Wiosna w Tatrach. Nie, to nie pomyłka. Jest na to dowód
Pogoda w Tatrach jest wręcz wymarzona do pieszych wędrówek. Na niebie majaczą nieliczne chmury, a temperatury w niższych partiach przekraczają 15℃. Nietrudno więc dziwić się, że na szlakach pojawiło się wielu wędrowców. Niestety część z nich postanowiła zignorować ostrzeżenia ratowników i parku. W ciągu ostatnich dwóch tygodni w Tatrach zginęło aż dziewięć osób, z czego osiem w wypadkach.

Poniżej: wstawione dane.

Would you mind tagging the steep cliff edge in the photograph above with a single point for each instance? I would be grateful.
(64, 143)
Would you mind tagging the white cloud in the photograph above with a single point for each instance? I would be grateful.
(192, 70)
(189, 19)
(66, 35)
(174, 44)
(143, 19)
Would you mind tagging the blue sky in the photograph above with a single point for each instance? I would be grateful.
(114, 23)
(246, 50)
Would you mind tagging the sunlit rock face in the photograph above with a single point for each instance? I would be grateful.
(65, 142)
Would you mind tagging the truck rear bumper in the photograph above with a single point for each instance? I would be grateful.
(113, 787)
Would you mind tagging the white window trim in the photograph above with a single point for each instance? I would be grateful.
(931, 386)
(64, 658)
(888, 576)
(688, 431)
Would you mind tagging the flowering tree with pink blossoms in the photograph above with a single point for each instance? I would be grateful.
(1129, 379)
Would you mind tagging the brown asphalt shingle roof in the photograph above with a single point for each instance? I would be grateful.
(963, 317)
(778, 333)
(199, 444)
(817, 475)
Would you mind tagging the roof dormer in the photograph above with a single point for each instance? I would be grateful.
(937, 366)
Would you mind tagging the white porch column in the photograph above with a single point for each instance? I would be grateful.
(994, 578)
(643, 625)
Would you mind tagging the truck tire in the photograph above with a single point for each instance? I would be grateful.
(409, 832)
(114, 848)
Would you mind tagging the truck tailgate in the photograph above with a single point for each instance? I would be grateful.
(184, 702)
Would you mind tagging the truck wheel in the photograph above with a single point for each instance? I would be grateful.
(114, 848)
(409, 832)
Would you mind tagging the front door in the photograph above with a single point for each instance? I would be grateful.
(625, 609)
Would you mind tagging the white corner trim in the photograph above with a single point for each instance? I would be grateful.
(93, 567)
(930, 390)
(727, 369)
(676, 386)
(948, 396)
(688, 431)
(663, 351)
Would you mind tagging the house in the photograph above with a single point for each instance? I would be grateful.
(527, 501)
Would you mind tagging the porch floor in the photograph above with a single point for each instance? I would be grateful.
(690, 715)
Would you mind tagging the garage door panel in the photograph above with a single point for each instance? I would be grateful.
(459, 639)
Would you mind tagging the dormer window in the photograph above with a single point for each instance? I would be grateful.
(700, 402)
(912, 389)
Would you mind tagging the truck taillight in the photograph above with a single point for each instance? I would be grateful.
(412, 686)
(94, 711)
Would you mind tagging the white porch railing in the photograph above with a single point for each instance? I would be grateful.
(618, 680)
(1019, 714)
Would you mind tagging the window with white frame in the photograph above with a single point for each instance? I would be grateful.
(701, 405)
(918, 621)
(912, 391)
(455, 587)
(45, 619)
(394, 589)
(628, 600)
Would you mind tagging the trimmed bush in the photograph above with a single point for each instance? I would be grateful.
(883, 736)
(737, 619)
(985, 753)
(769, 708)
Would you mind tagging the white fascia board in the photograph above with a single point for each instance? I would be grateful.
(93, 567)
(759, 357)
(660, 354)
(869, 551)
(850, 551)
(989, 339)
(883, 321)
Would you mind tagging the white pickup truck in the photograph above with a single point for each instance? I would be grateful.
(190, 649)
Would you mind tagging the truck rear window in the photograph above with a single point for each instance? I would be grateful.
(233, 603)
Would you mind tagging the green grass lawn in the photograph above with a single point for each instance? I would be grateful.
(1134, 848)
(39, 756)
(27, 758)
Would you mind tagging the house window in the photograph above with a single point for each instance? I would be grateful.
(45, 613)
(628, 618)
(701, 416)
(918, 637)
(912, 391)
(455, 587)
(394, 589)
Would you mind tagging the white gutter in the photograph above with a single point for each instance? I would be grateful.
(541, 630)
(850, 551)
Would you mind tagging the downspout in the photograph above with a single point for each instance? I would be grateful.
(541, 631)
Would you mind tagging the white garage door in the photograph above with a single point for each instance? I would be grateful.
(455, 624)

Wiosna opanowała Tatry. Na dole zakwitły kaczeńce
Wysoka temperatura sprawiła, że w dolnych częściach gór mamy iście wiosenną aurę. Zrobiło się bardzo ciepło, a zarówno wędrowcom, jak i roślinom nie brakuje słońca. To sprawiło, że w Tatrach zakwitły nieliczne kaczeńce. - Przepiękny kwiat kojarzony przez nas z wiosną i słusznie, bo jest to kwiat typowo wiosenny – przypomniał Marek Kot z działu edukacyjnego Tatrzańskiego Parku Narodowego.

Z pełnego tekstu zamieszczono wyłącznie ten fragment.